Iggy-as-spectacle is great. As a star, he cuts a more peculiar figure than ever, a beanpole halfpint with not an inch to pinch on his twitching and flailing body. But, while he acts and looks like the 16 year old brat, he also seems conscious of now having an avuncular/forefather role, making invocatory gestures to the audience, desperate to involve and incite. He knows that "kids" are still caged by the same impasses, still bored out of their skulls. But he's torn between advocating getting smart (he taps the side of his head) and proposing a willful regression into infantilism and idiocy (he picks his nose, sniffs his cock, sucks his thumb and sticks his microscopic arse at the audience). And how can rock'n'roll grow old?

"I wish I could reach out and fuck you all." Iggy Pop doesn't get quite that far (beyond being a show). The encores, "1970", "I Wanna Be Your Dog", "Gotta Right", get closest, the music finally getting ragged and approaching flashover, and like everyone else I have no choice but to raise adoring arms. Best of all, though, is when the music's over but Iggy keeps writhing on, with the spastic grace that says "I'm an idiot, so love me". He's still trying to leap out of his skin, still wants to be out of this world and have unimaginably total congress with it, penetrate to the core. You could do a lot worse than pay a respectful visit to Iggy Pop's sweating, strutting archive of himself.


THE STOOGES, The Stooges and Funhouse
Melody Maker, 1994

by Simon Reynolds



Funhouse is, no contest, the greatest rock'n'roll album of all time.
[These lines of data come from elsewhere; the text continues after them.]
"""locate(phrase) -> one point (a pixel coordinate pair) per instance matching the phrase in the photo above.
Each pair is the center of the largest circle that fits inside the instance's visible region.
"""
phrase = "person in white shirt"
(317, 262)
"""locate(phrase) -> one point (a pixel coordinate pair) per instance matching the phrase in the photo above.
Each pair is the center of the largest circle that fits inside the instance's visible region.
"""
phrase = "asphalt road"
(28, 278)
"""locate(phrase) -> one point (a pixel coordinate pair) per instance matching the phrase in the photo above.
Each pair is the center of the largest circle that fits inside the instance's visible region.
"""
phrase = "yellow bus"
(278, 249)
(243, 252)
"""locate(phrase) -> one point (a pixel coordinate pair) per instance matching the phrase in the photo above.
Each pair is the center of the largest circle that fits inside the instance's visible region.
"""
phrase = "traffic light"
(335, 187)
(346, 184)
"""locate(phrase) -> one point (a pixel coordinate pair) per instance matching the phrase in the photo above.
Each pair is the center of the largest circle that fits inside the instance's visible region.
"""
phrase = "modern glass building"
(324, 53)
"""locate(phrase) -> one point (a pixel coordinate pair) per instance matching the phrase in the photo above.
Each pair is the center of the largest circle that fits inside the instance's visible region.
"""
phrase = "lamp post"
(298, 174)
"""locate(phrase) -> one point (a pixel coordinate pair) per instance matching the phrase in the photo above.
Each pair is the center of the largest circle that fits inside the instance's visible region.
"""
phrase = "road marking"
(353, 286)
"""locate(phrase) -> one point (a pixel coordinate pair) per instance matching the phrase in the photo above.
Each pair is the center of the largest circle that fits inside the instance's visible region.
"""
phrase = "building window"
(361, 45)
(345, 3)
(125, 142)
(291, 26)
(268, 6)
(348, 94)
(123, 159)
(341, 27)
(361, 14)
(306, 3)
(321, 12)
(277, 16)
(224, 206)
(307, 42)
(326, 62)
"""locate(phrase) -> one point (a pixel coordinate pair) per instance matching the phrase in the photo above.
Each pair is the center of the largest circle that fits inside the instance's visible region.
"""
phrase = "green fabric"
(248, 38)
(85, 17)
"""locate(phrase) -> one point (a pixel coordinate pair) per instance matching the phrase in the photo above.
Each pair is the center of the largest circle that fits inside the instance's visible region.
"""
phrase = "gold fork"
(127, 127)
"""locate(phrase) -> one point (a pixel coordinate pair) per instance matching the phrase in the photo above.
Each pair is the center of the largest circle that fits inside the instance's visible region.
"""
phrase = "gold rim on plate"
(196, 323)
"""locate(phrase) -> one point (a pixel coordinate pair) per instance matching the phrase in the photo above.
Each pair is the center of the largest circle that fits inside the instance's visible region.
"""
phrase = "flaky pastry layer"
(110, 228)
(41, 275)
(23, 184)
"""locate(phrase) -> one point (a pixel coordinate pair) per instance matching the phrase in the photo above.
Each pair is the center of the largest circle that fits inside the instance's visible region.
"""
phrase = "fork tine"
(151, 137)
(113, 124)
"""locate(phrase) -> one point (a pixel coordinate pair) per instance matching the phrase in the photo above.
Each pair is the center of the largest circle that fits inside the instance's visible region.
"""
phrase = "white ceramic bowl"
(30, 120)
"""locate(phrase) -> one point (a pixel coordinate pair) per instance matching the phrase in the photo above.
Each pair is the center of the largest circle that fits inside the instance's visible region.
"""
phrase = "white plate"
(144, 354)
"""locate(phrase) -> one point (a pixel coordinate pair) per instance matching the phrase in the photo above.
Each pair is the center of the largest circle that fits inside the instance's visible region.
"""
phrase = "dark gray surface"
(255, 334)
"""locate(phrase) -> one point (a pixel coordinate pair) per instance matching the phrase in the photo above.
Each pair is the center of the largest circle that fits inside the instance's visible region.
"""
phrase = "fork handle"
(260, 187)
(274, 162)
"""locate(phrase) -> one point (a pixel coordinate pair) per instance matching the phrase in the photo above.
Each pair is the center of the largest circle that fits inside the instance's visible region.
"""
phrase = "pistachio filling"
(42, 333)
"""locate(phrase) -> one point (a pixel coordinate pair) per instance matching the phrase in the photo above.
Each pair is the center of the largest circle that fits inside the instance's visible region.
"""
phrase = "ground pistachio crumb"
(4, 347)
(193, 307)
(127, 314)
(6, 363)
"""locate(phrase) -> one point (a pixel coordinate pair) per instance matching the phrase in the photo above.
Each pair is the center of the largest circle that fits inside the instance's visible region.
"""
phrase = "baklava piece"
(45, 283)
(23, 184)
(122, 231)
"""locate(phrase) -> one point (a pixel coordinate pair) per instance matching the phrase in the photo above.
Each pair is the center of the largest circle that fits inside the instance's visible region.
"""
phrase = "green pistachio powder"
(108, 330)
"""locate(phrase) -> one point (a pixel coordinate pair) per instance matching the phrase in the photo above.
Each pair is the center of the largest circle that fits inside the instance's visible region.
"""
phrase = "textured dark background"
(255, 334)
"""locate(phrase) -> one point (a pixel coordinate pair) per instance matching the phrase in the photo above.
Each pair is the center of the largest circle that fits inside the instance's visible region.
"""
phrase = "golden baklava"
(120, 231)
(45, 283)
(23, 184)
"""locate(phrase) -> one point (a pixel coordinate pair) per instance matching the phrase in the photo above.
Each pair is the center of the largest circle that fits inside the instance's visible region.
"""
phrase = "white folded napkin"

And its prequel, The Stooges, is the tremor before the full quake.

From the 1969 debut, "I Wanna Be Your Dog" and "No Fun" are the justly famous anthems, but if anything "Real Cool Time" and "Not Right" are even more incendiary. Ron Asheton's wah-wah tongues-of-flame, Dave Alexander's sidling stealth-bass, Scott Asheton's seething drums, all conjure up an organic, monstrous, marauding prescence. The Stooges never break loose, thrash or flail--what so many idiots today confuse with intensity--but instead hold all their deadly energy in reserve, brood and simmer.

The Stooges is awesome, but even the best songs sound like sketches for 1970's Funhouse, when the band break loose from John Cale's slightly dessicated production and rock out. Right from the start, with "Down On The Streets", it's also clear that the band have learned how to play, and leapt from the stilted Troggs-like stomp of "No Fun" to a punk-funk jive'n'roll so supple, serpentile and swinging you just gotta dance. Funhouse is proto-punk and proto-metal, but it's also, in some weird unanalysable way, jazz, even when Steve McKay isn't blowing freeform sax.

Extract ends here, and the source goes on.